Le livre de la nature

   « Après la Bible, la nature doit être notre grand livre d’étude. » Testimonies for the Church, vol. 6, p. 185.

   «  Pour le petit enfant, qui ne sait pas encore lire, ou qui ne peut pas encore aller à école, la nature présente une source inépuisable d’enseignements et de délices. Le cœur qui n’est pas encore endurci par le contact avec le mal reconnaît vite la présence de Dieu dans toute la création. L’oreille qui n’est pas assourdie par la clameur du monde est attentive à la voix qui se fait entendre dans la nature. Et pour les plus grands qui ont sans cesse besoin qu’elle les ramène en silence aux choses spirituelles et éternelles, la nature ne dispensera pas moins plaisir et connaissances. » Education, p. 100.

   « La nature tout entière est destinée à être l’interprète des choses divines.
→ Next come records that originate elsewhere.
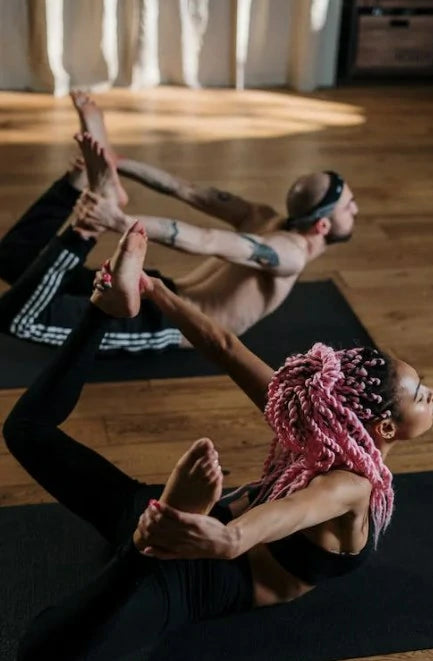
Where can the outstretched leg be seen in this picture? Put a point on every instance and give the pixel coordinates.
(101, 169)
(91, 120)
(78, 477)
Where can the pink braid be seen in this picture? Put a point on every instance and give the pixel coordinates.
(317, 403)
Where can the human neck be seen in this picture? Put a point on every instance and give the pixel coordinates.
(315, 245)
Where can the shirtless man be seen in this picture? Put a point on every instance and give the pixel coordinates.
(251, 270)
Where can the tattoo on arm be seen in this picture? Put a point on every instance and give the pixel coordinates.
(174, 231)
(262, 254)
(222, 196)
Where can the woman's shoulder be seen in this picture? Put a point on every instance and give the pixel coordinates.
(350, 486)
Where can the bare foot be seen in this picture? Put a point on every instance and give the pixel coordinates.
(123, 299)
(101, 169)
(92, 120)
(195, 483)
(102, 212)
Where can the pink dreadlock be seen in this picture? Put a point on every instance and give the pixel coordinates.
(317, 405)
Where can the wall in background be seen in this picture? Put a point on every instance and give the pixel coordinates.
(53, 45)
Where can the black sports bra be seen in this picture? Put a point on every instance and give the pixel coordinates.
(313, 564)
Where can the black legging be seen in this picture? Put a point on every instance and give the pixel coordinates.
(134, 600)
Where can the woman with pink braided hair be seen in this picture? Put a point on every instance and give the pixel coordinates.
(324, 496)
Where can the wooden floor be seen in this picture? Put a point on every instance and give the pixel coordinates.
(253, 143)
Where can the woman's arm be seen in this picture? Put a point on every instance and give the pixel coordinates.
(175, 534)
(221, 346)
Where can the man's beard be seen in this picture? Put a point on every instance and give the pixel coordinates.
(331, 237)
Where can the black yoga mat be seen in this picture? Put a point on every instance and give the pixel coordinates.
(384, 607)
(314, 311)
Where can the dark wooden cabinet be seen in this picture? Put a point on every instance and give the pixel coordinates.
(386, 38)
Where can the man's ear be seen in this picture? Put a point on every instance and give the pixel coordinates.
(386, 429)
(322, 226)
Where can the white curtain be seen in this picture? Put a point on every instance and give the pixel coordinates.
(53, 45)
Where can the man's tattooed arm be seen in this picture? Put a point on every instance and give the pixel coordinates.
(262, 254)
(174, 231)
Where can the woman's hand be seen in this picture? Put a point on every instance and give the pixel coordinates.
(166, 533)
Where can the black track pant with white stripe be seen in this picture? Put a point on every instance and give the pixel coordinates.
(48, 296)
(36, 227)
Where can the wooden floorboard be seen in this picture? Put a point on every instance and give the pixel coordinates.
(253, 143)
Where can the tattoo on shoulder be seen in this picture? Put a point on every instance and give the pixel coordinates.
(174, 231)
(262, 254)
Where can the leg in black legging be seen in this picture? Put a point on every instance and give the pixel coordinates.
(76, 476)
(40, 223)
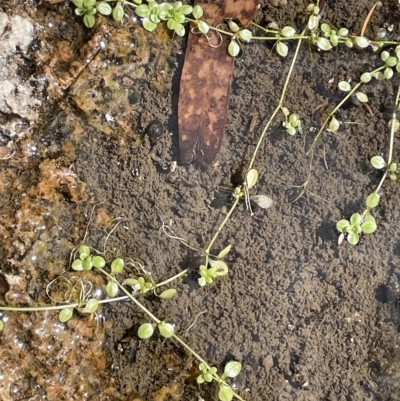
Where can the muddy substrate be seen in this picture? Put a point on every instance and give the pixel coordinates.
(309, 319)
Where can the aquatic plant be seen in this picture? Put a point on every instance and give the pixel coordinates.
(79, 297)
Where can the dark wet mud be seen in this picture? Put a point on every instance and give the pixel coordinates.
(309, 319)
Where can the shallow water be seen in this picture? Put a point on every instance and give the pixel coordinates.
(308, 319)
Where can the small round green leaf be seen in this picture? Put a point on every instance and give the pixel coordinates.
(353, 238)
(112, 289)
(197, 12)
(349, 43)
(118, 12)
(65, 314)
(180, 30)
(179, 17)
(103, 8)
(185, 9)
(391, 61)
(224, 252)
(362, 97)
(143, 10)
(334, 124)
(89, 20)
(232, 369)
(355, 219)
(233, 48)
(288, 32)
(166, 329)
(203, 27)
(91, 306)
(385, 55)
(366, 77)
(251, 178)
(87, 263)
(341, 225)
(245, 35)
(220, 268)
(263, 201)
(149, 25)
(225, 393)
(325, 28)
(344, 86)
(372, 200)
(388, 73)
(369, 226)
(146, 330)
(98, 261)
(84, 251)
(233, 26)
(168, 293)
(324, 44)
(117, 265)
(313, 22)
(282, 49)
(378, 162)
(361, 41)
(77, 265)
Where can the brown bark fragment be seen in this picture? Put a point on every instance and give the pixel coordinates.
(205, 83)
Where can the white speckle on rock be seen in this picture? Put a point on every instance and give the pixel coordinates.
(17, 95)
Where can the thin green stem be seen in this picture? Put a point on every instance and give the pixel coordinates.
(183, 272)
(227, 217)
(278, 107)
(330, 115)
(56, 307)
(158, 321)
(390, 152)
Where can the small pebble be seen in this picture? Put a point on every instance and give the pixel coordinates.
(154, 130)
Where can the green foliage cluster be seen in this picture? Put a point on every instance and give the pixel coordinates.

Pour Adam et Ève, dans leur foyer édénique, la nature était pleine de la connaissance de Dieu, vibrant d’instruction divine. A leurs oreilles attentives, elle faisait entendre la voix de la sagesse, sagesse qui parlait à leurs yeux et qu’ils recevaient dans leur cœur, car ils communiaient avec Dieu dans Ses œuvres créées. » Counsels to Parents, Teachers and Students, p. 186.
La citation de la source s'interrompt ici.